1

I try some multiprocess examples, mainly : http://toastdriven.com/blog/2008/nov/11/brief-introduction-multiprocessing/ where I have taken the 'simple application', which use multiprocess to test URLs. When I use it (in Python 3.3, on Windows in PyCharm IDE) with some modifications, with a lot of URLs, my script never stop, and I don't see why.

import httplib2
import sys
from multiprocessing import Lock, Process, Queue, current_process

def worker(work_queue, done_queue):
    for url in iter(work_queue.get, 'STOP'):
        try:
            print("In : %s - %s." % (current_process().name, url))
            status_code = print_site_status(url)
            done_queue.put("%s - %s got %s." % (current_process().name, url, status_code))
        except:
            done_queue.put("%s failed on %s with: %s" % (current_process().name, url, str(sys.exc_info()[0])))
    print("Out : %s " % (current_process().name))
    return True

def print_site_status(url):
    http = httplib2.Http(timeout=10)
    headers, content = http.request(url)
    return headers.get('status', 'no response')

def main():
    workers = 8
    work_queue = Queue()
    done_queue = Queue()
    processes = []
    with open("Annu.txt") as f: # file with URLs
        lines = f.read().splitlines()
    for surl in lines:
        work_queue.put(surl)

    for w in range(workers):
        p = Process(target=worker, args=(work_queue, done_queue))
        p.start()
        processes.append(p)
        work_queue.put('STOP')

    for p in processes:
        p.join()
    print("END")
    done_queue.put('STOP')

    for status in iter(done_queue.get, 'STOP'):
        print(status)

if __name__ == '__main__':
    main()

I well see all the URLs status tested, and all the process 'Out' message that indicate hte end of the process, but never my 'END' message. A list of URLs I use is : http://www.pastebin.ca/2946850 .

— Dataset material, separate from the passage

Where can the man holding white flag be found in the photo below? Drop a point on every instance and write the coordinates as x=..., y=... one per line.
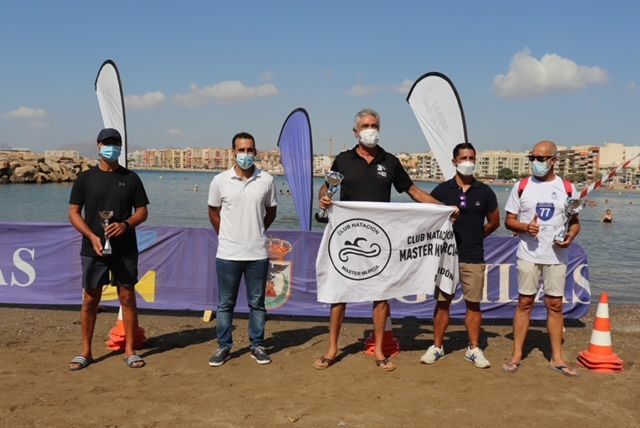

So ... where is my error ? Is it a duplicate with : Python multiprocessing threads never join when given large amounts of work ?

Some informations : when I suppress 'done_queue' everywhere in the code : it's works.

Community
  • 1
  • 1
philnext
  • 3,242
  • 5
  • 39
  • 62
  • Note that END will not be printed at the END as you think. Scroll up close to halfway and you will see it there. – dopstar Mar 02 '15 at 10:22
  • @dopstar Sorry but I your comment is not clear, do you say that 'END' message is not at the end of script ? If Yes : I know, 'END' is here to say that processes are ended. – philnext Mar 02 '15 at 10:37
  • You are also printing out the status from the done queue after you printed END so this places END roughly midway. You have 500+ urls so you will have 1k+ print outs with END somewhere in the middle. – dopstar Mar 02 '15 at 12:24
  • I have confirmed that this prints out END somewhere in the middle. Check the output of your script after I ran it: http://paste.ubuntu.com/10501008/ . END is at line 553. – dopstar Mar 02 '15 at 12:36
  • @dopstar I saw your printing (thx for it !) and the result is OK for me : the 'END' message is after the 'Out : Process-x' ones (and before the 'Process-x - http://xxxxx' ones) . But, in my case the, 'Out : Process-x' messages are the last ! no 'END' one : I have (+/-) 500 prints not 1000. May be a Windows configuration issue... – philnext Mar 02 '15 at 13:17

2 Answers2

0

From the Queue documentation:

If optional args block is true and timeout is None (the default), block if necessary until an item is available.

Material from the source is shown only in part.